Eines jungen Mannes Reise in die Nacht

Nach den extrem effizient erzählten Thrillern von Andreas Pflüger und Zoran Drvenkar – schnell, atemlos, auf Lücke und Schnitt hin geschrieben – nahm ich mir in den letzten Tagen dieses Jahres den neuen Roman von Håkan Nesser vor, der ein weiteres – laut Wikipedia neuntes – Mal seinen Ermittler Gunnar Barbarotti ins Feld schickt. An der Seite seine Frau Eva Backman, Inspektor Borgsen, der zu meiner Verwirrung regelmäßig Sorgsen genannt wird und weite Teile der Romanhandlung auf Abwegen verbringt, sowie einige weitere äußerst detailreich beschriebene, redselige Kommissare und Kommissarsanwärter, deren Namen mir schnell wieder entfallen sind: so wichtig waren sie dann doch nicht.

So viel vorweg: Nesser hatte es nach Pflüger und Drvenkar ziemlich schwer.

Håkan Nesser: Eines jungen Mannes Reise in die Nacht. Aus dem Schwedischen von Paul Berf. btb 2025

Der Roman Eines jungen Mannes Reise in die Nacht spielt im Frühjahr und Sommer 2022, und der allwissende Erzähler, der Ausschweifungen, Überlegungen und zuweilen ironische Kommentare sehr zu mögen scheint, wird nicht müde, immer wieder zu betonen, in welcher Welt sich die hier geschilderten Ereignisse zutragen. Es herrscht Krieg in der Ukraine, der Klimawandel schreitet voran, die Weltgeschichte wird gemacht von testosterongesättigten Unholden wie Putin, Trump und Erdogan (denen irgendwann in diesem Buch sogar der Tod gewünscht wird). Was das mit dem zu lösenden Kriminalfall zu tun hat? Nicht viel, aber ist ja gut zu wissen, was die von Nesser versammelten Figuren so denken.

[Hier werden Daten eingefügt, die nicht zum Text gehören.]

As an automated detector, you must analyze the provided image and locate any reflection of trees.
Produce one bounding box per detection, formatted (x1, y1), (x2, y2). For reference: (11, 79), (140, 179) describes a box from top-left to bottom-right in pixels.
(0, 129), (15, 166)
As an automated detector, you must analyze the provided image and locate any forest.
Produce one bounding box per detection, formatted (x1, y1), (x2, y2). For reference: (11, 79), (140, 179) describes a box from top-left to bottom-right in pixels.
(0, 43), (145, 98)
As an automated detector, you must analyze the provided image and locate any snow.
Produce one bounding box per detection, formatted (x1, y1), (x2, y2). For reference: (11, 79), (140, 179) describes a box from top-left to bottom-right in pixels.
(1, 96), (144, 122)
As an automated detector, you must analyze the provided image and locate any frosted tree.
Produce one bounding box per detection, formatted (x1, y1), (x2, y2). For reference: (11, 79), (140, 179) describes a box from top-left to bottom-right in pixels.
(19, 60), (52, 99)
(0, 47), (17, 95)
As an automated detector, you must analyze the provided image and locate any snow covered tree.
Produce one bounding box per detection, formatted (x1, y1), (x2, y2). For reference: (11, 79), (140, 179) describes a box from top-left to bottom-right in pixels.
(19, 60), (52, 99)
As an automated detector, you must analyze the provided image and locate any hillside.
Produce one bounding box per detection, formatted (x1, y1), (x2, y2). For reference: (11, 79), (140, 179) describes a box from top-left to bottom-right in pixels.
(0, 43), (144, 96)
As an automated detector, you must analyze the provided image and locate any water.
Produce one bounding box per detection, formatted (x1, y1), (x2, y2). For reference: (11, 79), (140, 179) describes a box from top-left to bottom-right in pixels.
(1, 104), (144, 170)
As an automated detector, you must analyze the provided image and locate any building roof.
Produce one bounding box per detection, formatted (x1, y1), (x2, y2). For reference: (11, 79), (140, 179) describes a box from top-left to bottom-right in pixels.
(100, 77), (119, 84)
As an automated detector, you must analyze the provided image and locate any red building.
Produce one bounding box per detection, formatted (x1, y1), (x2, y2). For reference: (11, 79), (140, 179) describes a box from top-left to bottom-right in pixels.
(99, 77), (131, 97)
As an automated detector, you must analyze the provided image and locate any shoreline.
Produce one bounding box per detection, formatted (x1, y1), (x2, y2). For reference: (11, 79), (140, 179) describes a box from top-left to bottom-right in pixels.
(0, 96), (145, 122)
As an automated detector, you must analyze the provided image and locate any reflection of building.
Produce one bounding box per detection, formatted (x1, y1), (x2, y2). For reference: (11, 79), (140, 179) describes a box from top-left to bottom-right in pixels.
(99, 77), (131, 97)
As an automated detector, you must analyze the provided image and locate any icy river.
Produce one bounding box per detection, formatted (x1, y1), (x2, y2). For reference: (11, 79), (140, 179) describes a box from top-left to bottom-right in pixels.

Überhaupt: gedacht wird in diesem Buch sehr viel, gehandelt wird in der Regel immer erst nach eingängiger Erörterung, Nachfrage und Rückversicherung. Man kann das meisterhaft ironisch und witzig finden, ich fand es zunächst kurios, bald albern und alles in allem schlichtweg ziemlich langweilig. Dass manche Reflexion möglicherweise „irrelevant“ ist, bemerkt der Erzähler bald selbst – was ihn aber nicht davon abhält, munter weiter die Handlung zu kommentieren und die Polizisten ihr Tun unentwegt reflektieren zu lassen. Das führt denn zu Formulierungen wie: „Sie wurden in ein Wohnzimmer gebeten, das aussah wie ein modernes Wohnzimmer.“ Tut mir leid: Autor, Übersetzer, Lektor - irgendjemand hat da nicht sehr gut aufgepasst.

Ein Lehrer wird ermordet. Täter und Motiv unklar. Soweit ist das keine ungewöhnliche Ausgangslage für einen Kriminalroman. Dass es in diesem Stadtteil aber gar keine „Gangkriminalität“ gibt, ist eine so aufsehenerregende Information, dass jede der Figuren das mindestens einmal erwähnen muss, nachdem es der Erzähler gleich zu Beginn klargestellt hat:

„Kvarnbo ist eigentlich kein Problemviertel. Es gibt dort keine Gangkriminalität.“

Später einigt man sich auf den Begriff des „random killer“ – und prompt muss jeder Ermittler das mindestens einmal als Hypothese in den Raum stellen. Es sind diese unfreiwillig (?) komischen Dialoge, die im Ermittlungsgeschehen großen Raum einnehmen – während in einem zweiten Strang die Geschichte des jugendlichen Täters erzählt wird, der keinesfalls ein random killer ist, sondern mit einer zufällig gefundenen Waffe endlich einen Weg sieht, in der Welt für ein bisschen Gerechtigkeit zu sorgen.

Es ist schade, dass das ziemlich seltsame Ermittlerteam, das seine Zeit gern mit Wortspielereien, Weltbetrachtungen und Anspielungen verbringt, dem Roman so jegliche Spannung und Glaubwürdigkeit nimmt. Denn der Fall des 15-jährigen Erik, die Geschichte seiner Freundin Malin und die Reise der beiden Jugendlichen in die Nacht ist an sich ziemlich lesenswert.

Gunnar Barbarotti selbst findet in einem der unsäglich konstruierten Dialoge: „Humor ist meine Paradedisziplin.“ Ich würde sagen: Beruf verfehlt. Aber ich kenne ja die acht anderen, von ihm gelösten Fälle nicht.